Pasukan Belanda terus mengejar dan menyerang, satu granat tangan dilemparkan ke arah prajurit Indonesia dan mengenai beberapa prajurit, namun tak seberapa parah, untungnya di depan ada kali yang melintang. Rombongan terus bergerak ke arah kali, sambil menembaki Belanda yang mengejar di belakang. Belanda terus membombardir dengan senjata bren, senjata dengan peluru yang sangat banyak dimuntahkan dalam satu waktu.
Cipto tetap gigih membawa tandu sambil terus menyebrangi sungai, dia sudah tak peduli apapun, ingatannya hanya kepada tugas dan anak perempuannya, Galuh. Bren Belanda terus menyerang tiada henti, beberapa prajurit berhasil melintasi kali dan sudah kembali memasuki hutan meskipun beberapa menjadi mayat di pinggiran kali. Dan beruntung, Belanda enggan memasuki hutan karena mengira mungkin ini jebakan.Â
"Istirahat dahulu, kita berhenti disini". Rombongan pun menghentikan langkah mereka di pohon beringin yang lebat, sesaat mereka aman beristirahat di balik beringin yang menutupi segala pandangan dari arah kali tadi.Â
Setelah suasana dirasa aman, Panglima mulai keluar dari tandu, ia ingin menghitung berapa sisa prajurit yang selamat dari pertempuran tadi. Panglima berjalan berkeliling dan melihat para prajurit yang terduduk kelelahan. Namun dia tidak menyadari bahwa dibelakangnya ada satu jari sedang menarik pisau dari balik sabuk prajurit.

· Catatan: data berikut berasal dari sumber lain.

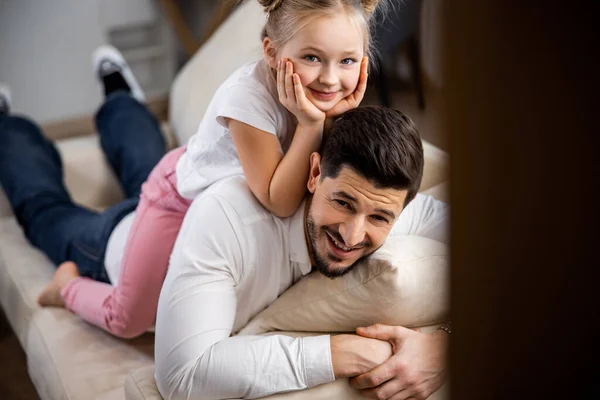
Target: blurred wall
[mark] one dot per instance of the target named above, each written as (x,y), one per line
(45,49)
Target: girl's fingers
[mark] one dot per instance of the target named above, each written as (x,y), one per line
(361,88)
(281,81)
(289,85)
(298,91)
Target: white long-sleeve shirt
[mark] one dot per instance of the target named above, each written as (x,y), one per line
(231,260)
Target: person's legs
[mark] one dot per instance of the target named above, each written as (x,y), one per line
(133,144)
(129,134)
(129,309)
(31,175)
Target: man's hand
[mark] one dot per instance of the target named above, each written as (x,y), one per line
(353,99)
(415,371)
(352,355)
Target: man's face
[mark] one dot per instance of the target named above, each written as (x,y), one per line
(348,218)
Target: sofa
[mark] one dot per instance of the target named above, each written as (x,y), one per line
(70,359)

Dengan satu gerakan, prajurit tersebut trengginas menyerang dari belakang, tangan kirinya menelikung tangan dan tangan kanannya menodongkan pisau ke leher panglima.
"Menyerahlah panglima, maaf kalau aku sedikit kasar, tapi inilah tugasku"
"Cipto, apa yang kau lakukan?" teriak Babon demi melihat kawannya menjadi nekat menyerang panglima. Beberapa prajurit lain dengan sigap langsung mengambil senjata mereka.
"Aku muak dengan segala omong kosong perjuangan, tak ada yang bisa meninggikan derajat hidup kita! kau dengar itu? hah!" teriak Cipto seperti kesetanan.
"Ini sudah berakhir, aku muak dengan ini semua, aku mendapat jaminan dari negeri Belanda, kita bisa hidup enak disana Babon, ikutlah denganku!"
"Kau sinting"
Tapi Cipto sudah gelap mata, dia menyeret tubuh panglima yang kurus kembali menuju kali, berniat untuk diserahkan hidup-hidup kepada Belanda. Namun naas, ketika menyeret tubuh panglima, kaki panglima dengan sengaja menyangkutkan diri pada akar pohon beringin yang muncul di permukaan tanah. Cipto tak bisa menjaga keseimbangan dan terjatuh. Sedetik menyentuh tanah, Panglima dengan kesigapan ala tentara langsung bangkit berdiri lagi dengan posisi tubuh yang berbeda dari ketika keluar tandu.